Fukushima (1971) predated Chernobyl (1977).


sure. whats to bet tho that the next reactor disaster uses the same unhelpful rationalisation, that better designs are just around the corner.


Better designs aren't "just around the corner". They're 25 year in the past.

We aren't building them because people are too afraid to build new plants. We're keeping plants based on 50 year old designs around because we need the power. These plants require weapons grade uranium. They are inefficient. They are expensive to run. They are physically able to melt down. They produce more waste than needed. Their waste can be used to make weapons.

These are all solved problems. They were solved decades ago. It's about time that they werer implemented.


and, whats the bet the industry's supporters will be offering that same unhelpful rationalisation, come the next reactor failure.
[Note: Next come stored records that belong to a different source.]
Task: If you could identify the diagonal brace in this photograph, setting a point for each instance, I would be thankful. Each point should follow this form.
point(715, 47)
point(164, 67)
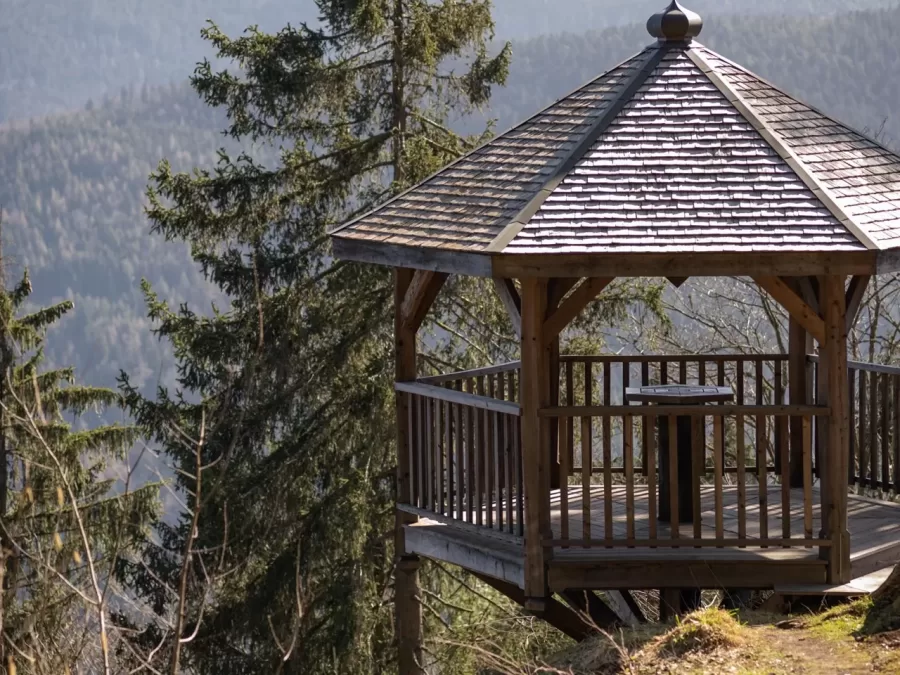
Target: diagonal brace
point(572, 306)
point(795, 306)
point(420, 297)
I don't accept that the significant disqualifications you raise are all 'solved problems'. some are solved. some mitigated. I do accept the scenario I think you're describing: the US[a] is choosing to extend licenses to old plants instead of building safer ones. But beyond the US[a], I'm concerned we're illogically facilitating development of more conventional reactors that offer none of these benefits, in part under the cover of promises that the industry is moving in the right direction. That's the disconnect I see between promises and realities.


http://singularityhub.com/2012/12/11/norway-begins-four-year...

Thorium Reactors exist and are being tested in other countries. Unlike Uranium, it is impossible to create a chain reaction and go critical.

Thorium also creates 40x more energy than a Uranium reaction.